Leviathan partners weigh FLNG option
LNG exports pose attractive proposition for Israel, restricted by limited pipeline export outlets
The logic for Israel to explore the possibility of LNG exports lies both in data and its geopolitical circumstances.
Israel has proven reserves of 1tn m3 of natural gas. In addition, several drilling operations are to take place over the next few years following the granting of licences to a consortium operated by UK independent Cairn Energy—partnered with London-listed Soco and Israel's Ratio—and a consortium operated by Greece's Energean. The energy ministry estimates that yet-to-find discoveries could more than double Israel's current reserves.
The Tamar field supplies 97pc of Israel's 11bn m³/yr consumption, with the rest from LNG imports. Production will begin at the Leviathan field at the end of 2019 and at Karish in mid-2021. Output from these three fields will equate to supply capacity of 30bn m³/yr.
Export contracts have been signed from Tamar (0.1bn m³/yr to Jordan started in 2017, 3.5bn m³/yr interruptible to Egypt as of 2020) and from Leviathan (3bn m³/yr to Jordan, 3.5bn m³/yr to Egypt), while domestic consumption is due to rise to 15bn m³/yr by 2025.
There will be extra supply available as of 2021 from both of these first-phase developments, with still more to come, based on the proven and yet-to-find resources.
While options are being examined for commercialisation, the Leviathan partners announced at the end of July that they are considering investing in a floating liquefied natural gas (FLNG) facility.
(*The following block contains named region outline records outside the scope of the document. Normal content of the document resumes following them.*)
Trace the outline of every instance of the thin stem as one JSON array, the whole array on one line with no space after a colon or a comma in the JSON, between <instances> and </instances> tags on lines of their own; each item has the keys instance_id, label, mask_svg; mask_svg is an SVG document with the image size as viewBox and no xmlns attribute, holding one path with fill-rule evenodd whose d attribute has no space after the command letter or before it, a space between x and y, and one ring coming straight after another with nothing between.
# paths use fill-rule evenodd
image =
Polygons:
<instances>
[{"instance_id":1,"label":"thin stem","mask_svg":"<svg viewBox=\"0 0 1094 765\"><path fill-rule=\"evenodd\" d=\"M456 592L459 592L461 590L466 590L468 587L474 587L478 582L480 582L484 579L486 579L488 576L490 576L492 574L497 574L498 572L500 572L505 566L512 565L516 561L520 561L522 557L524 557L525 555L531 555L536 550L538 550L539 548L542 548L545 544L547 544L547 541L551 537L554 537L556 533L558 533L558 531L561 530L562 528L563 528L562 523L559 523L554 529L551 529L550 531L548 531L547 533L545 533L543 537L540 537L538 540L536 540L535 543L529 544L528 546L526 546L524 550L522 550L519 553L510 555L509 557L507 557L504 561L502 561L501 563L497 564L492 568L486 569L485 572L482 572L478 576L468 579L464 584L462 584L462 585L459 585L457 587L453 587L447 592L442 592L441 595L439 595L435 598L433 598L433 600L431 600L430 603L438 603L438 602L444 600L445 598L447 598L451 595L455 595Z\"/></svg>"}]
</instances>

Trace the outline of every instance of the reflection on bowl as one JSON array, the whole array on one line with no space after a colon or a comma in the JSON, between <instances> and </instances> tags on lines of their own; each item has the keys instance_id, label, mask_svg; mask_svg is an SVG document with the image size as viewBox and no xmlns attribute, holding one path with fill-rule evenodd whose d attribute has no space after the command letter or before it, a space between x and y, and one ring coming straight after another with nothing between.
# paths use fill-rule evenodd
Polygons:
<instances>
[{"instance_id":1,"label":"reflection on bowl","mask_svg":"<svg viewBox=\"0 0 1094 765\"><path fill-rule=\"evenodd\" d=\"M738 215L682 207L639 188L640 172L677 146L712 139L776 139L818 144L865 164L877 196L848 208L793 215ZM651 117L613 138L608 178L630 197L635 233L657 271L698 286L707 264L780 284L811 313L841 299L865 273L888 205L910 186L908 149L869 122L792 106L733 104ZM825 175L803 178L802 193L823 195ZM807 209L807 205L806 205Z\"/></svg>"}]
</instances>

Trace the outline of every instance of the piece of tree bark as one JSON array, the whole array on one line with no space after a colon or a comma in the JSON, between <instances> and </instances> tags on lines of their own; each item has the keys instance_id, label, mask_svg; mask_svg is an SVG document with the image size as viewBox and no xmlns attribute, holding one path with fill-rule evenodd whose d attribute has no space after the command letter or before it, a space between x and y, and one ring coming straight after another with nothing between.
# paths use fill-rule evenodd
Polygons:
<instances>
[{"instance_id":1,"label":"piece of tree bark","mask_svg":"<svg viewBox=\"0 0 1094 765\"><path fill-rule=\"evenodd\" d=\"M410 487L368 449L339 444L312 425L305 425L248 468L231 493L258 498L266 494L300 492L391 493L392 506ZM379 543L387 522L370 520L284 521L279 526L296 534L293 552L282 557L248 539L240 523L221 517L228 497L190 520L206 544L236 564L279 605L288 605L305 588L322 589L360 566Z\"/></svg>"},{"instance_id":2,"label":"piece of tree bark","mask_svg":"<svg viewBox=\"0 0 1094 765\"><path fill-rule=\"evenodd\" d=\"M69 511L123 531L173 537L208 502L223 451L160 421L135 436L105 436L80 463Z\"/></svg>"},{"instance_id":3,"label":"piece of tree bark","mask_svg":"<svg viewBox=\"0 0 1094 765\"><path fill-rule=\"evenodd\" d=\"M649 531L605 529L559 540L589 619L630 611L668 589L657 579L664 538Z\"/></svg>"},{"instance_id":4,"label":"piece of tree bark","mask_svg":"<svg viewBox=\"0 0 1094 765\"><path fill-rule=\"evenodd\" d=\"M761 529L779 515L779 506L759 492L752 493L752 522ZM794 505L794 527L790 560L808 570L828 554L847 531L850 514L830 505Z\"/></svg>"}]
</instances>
In late July they signed an agreement with Norway's Golar LNG and Belgium's Exmar to carry out engineering services and detailed engineering planning. The proposed FLNG unit would have capacity of 3.3-7bn m³/yr.
The partners considered an FLNG option in 2012, when the concept was still new. Today there are three FLNG projects in operation around the world, and the technology and economics are more proven.
If the Leviathan partners—Israel's Noble Energy, Delek Drilling and Ratio—decide that FLNG is the best option for the field's future development stages, then they will negotiate a binding long-term charter agreement with either Golar or Exmar to finance, build, operate and maintain the facility. The Leviathan partners would supply gas and pay a tolling fee to the unit's owners.
97pc — Israeli consumption from Tamar field
The facility would be located in Israel's economic exclusion zone, which could speed up the regulatory approval process and enable the commercialisation of further volumes of gas. Leviathan gas could then be plugged into the global market, thus lessening the field's dependence on regional sales and reducing geopolitical/security risks associated with cross-border pipelines.
The aim is for the Leviathan FLNG facility to be operational by the mid-2020s. Given its proximity to existing and potential LNG markets in Europe, Africa and the Mid-East Gulf, Leviathan FLNG should have certain advantages over the raft of other projects jockeying for mid-2020s start-up and aim to fill another projected supply gap post the early 2020s.
But FLNG does have certain cost implications compared to onshore terminals. The economic case to pool Israeli and Cypriot gas reserves together to achieve benefits from scale and pipe to an onshore liquefaction terminal, most likely on Cyprus given Israeli Nimbyism, still looks compelling.
Cypriot vacillation on its gas export options, as it continues to flirt with sending some volumes into the self-sufficient Egyptian market and mulls an ambitious pipeline to Italy project, could, though, encourage Israeli players to go it alone. The Leviathan partners may take a view that they can be decisive and move ahead without more complicated Cyprus-Israel negotiations, while keeping the door open for Cypriot resources to share the FLNG facilities at a later date.